Herr D. auf der Grünen Woche
Seitenblick
Von Hans W. Korfmann
Eigentlich hatte Herr D. aufs Eis gewollt. Aber dann kam der Ostwind, und im Café am See hatten sich sämtliche Rentner Berlins eingefunden und standen in langen Warteschlangen um Tische an, als handele es sich um die Zeiten vor dem Mauerfall und hinter der Mauer - von Westen aus gesehen. Herr D. schlug den Heimweg ein, da kamen ihm diese mit Tüten und Taschen bepackten Menschen entgegen. Auswanderer, dachte Herr D. Doch auf den Tüten stand: Grüne Woche. Und am Eingang stand: Heute nur 6 Euro. Und warm würde es da auch sein.
Drinnen sah Herr D. noch mehr Menschen mit Taschen. Es waren Schnäppchenjäger, die sich ausrechneten, dass man beim ermäßigten Eintritt am letzten Tag der größten Fressmesse der Welt bei gutem Einkauf die Differenz zwischen ALG 1 und ALG 2 gleich für zwei Monate wieder drin hatte. Deshalb standen an den reich gedeckten Tischen die Armen und bestaunten die Auslagen mit dem Erlesensten und Raffiniertesten, das die Kunst der Nahrungsaufnahme des Homo sapiens hervorgebracht hatte. Sogar aus Thailand, China, Albanien, Kamerun und dem fernen Nepal waren sie angereist mit farbenprächtigem Gemüse und glänzendem Obst - frisch aus den Paradiesen der Dritten Welt. Exotische Meeresfrüchte, rosiges Fleisch, Berge von Würsten und Backwaren wie aus dem Bilderbuch: die Welt ein einziges Schlaraffenland.
Dass die Vögel nicht knusprig gebraten über den Köpfen der Brandenburger kreisten, lag nur daran, dass viele von ihnen der Grippe wegen lieber zu Hause geblieben waren. Auch die andern Tiere sahen irgendwie ungesund aus. In den frisch geschreinerten Holzgattern, die jedem Tiroler Alpenhof zur Zierde gereichen würden, standen verwirrt von so viel Sauberkeit Rinder und Schweine. Wahrscheinlich forderten die unzähligen Fototermine und die schlaflosen Nächte ihren Tribut.

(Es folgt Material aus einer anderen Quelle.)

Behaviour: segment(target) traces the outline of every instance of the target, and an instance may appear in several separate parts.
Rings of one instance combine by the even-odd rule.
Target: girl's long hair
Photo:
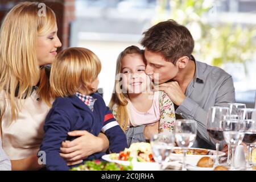
[[[15,6],[5,16],[0,30],[0,92],[6,93],[11,121],[18,117],[23,102],[16,99],[28,97],[38,81],[41,100],[51,105],[49,78],[44,68],[40,68],[36,47],[38,36],[49,33],[56,17],[49,7],[39,5],[25,2]],[[0,109],[2,115],[5,109]]]
[[[128,104],[128,94],[122,91],[120,85],[120,73],[121,72],[122,64],[121,61],[127,55],[139,54],[142,56],[144,60],[144,51],[140,49],[138,47],[131,46],[126,48],[119,55],[117,60],[117,66],[115,70],[115,81],[114,90],[112,96],[109,104],[110,109],[113,109],[114,105],[116,105],[117,109],[117,121],[119,123],[123,131],[126,129],[129,122],[128,111],[127,110],[127,105]]]

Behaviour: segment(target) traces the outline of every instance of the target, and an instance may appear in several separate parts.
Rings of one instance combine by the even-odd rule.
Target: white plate
[[[105,160],[110,162],[114,162],[118,164],[129,166],[130,163],[133,164],[133,169],[134,171],[158,171],[160,170],[160,166],[158,163],[152,162],[130,162],[119,160],[113,160],[110,158],[110,154],[104,155],[101,157]]]
[[[180,147],[174,147],[174,149],[181,149]],[[189,164],[194,166],[196,166],[198,161],[203,157],[210,157],[212,159],[215,159],[216,151],[213,150],[208,150],[205,148],[189,148],[188,149],[199,149],[199,150],[208,150],[209,151],[208,155],[192,155],[192,154],[187,154],[186,155],[186,163]],[[218,152],[218,157],[221,157],[225,155],[226,154],[223,152]],[[171,155],[171,158],[174,160],[177,160],[179,161],[182,161],[183,158],[183,154],[172,154]]]
[[[187,166],[187,169],[188,171],[213,171],[214,167],[200,167],[191,165]]]

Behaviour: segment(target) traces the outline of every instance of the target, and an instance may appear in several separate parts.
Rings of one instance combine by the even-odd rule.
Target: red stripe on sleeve
[[[112,118],[114,118],[114,115],[113,115],[113,114],[110,113],[106,114],[104,117],[104,122]]]

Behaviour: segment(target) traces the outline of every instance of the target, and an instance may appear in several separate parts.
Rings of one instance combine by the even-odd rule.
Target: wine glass
[[[174,125],[175,141],[183,152],[182,170],[186,171],[185,158],[188,147],[192,146],[197,133],[196,121],[192,119],[177,119]]]
[[[230,110],[230,114],[238,114],[240,109],[246,108],[245,104],[242,103],[228,103]],[[228,166],[231,165],[231,152],[230,146],[228,146]]]
[[[224,115],[229,114],[229,109],[225,107],[211,107],[207,114],[207,131],[210,137],[216,142],[215,165],[218,166],[220,142],[224,140],[222,124]]]
[[[154,134],[151,137],[154,159],[160,164],[161,170],[164,169],[164,164],[170,160],[169,156],[175,143],[174,135],[170,132]]]
[[[254,142],[256,142],[256,109],[241,109],[238,114],[242,117],[242,120],[245,124],[245,136],[243,142],[246,144],[247,148],[246,167],[253,166],[251,154]]]
[[[236,169],[234,165],[234,151],[237,146],[240,144],[245,135],[245,125],[238,115],[224,116],[223,135],[226,142],[231,149],[231,169]]]

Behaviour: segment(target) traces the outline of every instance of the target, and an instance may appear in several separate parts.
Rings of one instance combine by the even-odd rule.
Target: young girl
[[[50,76],[51,93],[56,99],[46,118],[39,151],[45,152],[48,170],[69,169],[59,149],[63,141],[74,139],[68,137],[71,131],[87,130],[95,136],[102,131],[109,138],[110,152],[119,152],[127,147],[125,134],[111,110],[95,93],[101,68],[97,56],[85,48],[69,48],[56,56]],[[93,154],[86,160],[100,159],[104,154]]]
[[[175,114],[174,106],[163,92],[154,92],[144,71],[143,51],[136,46],[126,48],[117,61],[116,80],[109,107],[123,131],[128,145],[144,141],[129,130],[141,125],[159,125],[159,132],[172,132]]]

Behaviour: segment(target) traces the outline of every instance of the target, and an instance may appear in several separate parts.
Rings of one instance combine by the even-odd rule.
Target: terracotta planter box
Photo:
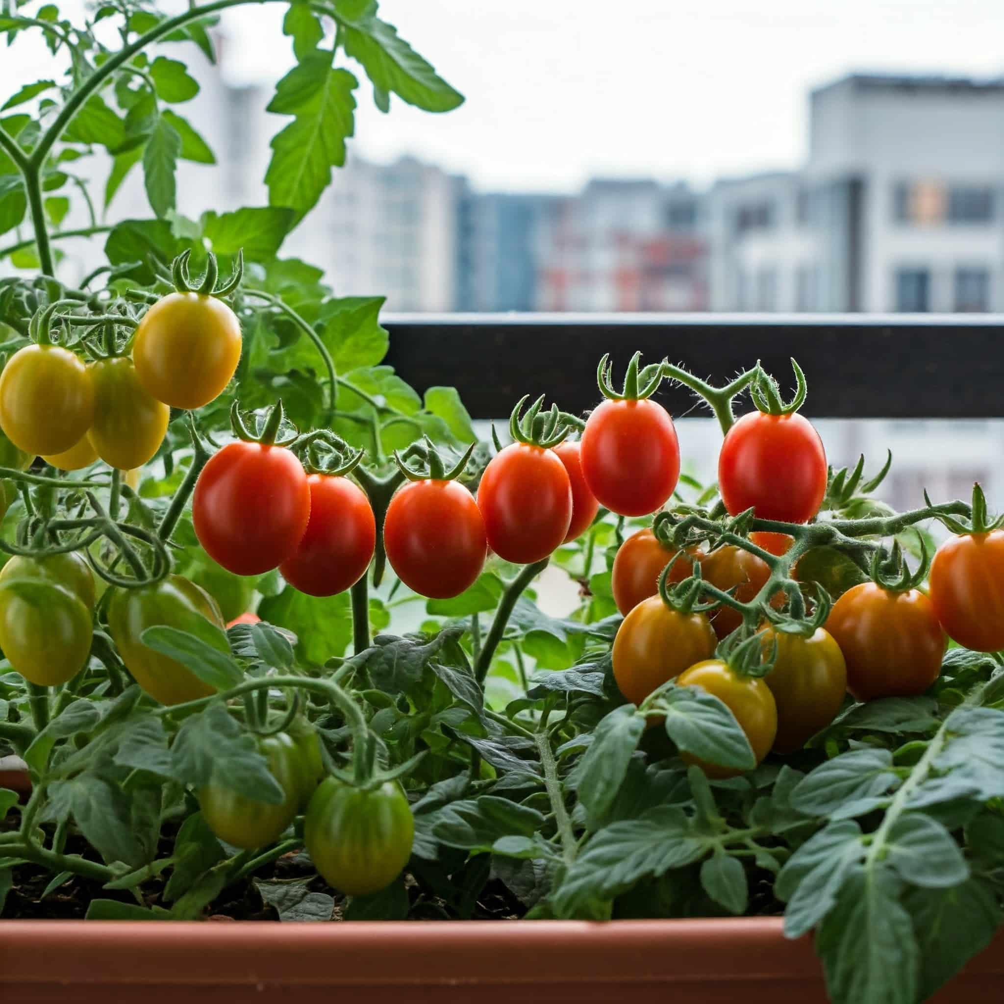
[[[372,924],[0,922],[0,1000],[88,1004],[824,1004],[776,919]],[[937,998],[1004,1000],[1004,934]]]

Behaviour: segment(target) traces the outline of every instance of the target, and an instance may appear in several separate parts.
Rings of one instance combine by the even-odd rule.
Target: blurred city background
[[[284,119],[265,105],[292,64],[282,13],[227,12],[216,65],[187,53],[201,91],[184,111],[217,160],[180,164],[187,216],[267,202]],[[381,13],[467,102],[429,116],[395,100],[385,116],[359,88],[347,164],[281,251],[339,295],[386,295],[395,313],[1004,310],[999,0],[626,0],[612,14],[383,0]],[[5,93],[37,75],[46,53],[30,46],[0,60]],[[98,193],[107,168],[88,169]],[[135,171],[105,219],[150,215]],[[67,269],[90,267],[83,242],[61,248]],[[686,361],[686,345],[668,350]],[[694,473],[713,478],[717,433],[686,424]],[[1004,502],[1002,422],[820,430],[838,464],[864,452],[876,466],[892,447],[898,506],[924,486],[966,496],[974,479]]]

"Sie kommen aber nach mir dran!", fuhr eine Frau am Würstchenstand Herrn D. an, der sich neben sie gestellt und nicht angereiht hatte. Herr D. hatte nämlich trotz all der Appetitlosigkeit anregenden Auslagen Hunger bekommen. "Sie glauben wohl, Sie wären noch im Westen", fuhr sie fort. Dann ließ sie sich drei Kilo von den "superbilligen" Krakauer einpacken. "I moach Ihna natürli noch oan Sonderpreis!", lächelte der Wurstverkäufer. Und am Ende lächelte auch die Wurstkäuferin Herrn D. zu: "So, und jetzt sind Sie dran!"
Wenn es etwas gibt, das die Deutschen eint, dann sind es die Würstchen, dachte Herr D. Seien es nun Thüringer oder Krakauer, Nürnberger oder Frankfurter. 1500 verschiedene Sorte, so priesen schon die Veranstalter der Grünen Woche, stünden zur Auswahl. "Wie viele sollen's bei Ihnen sein?", grinste der Wurstverkäufer. "Äh", sagte Herr D.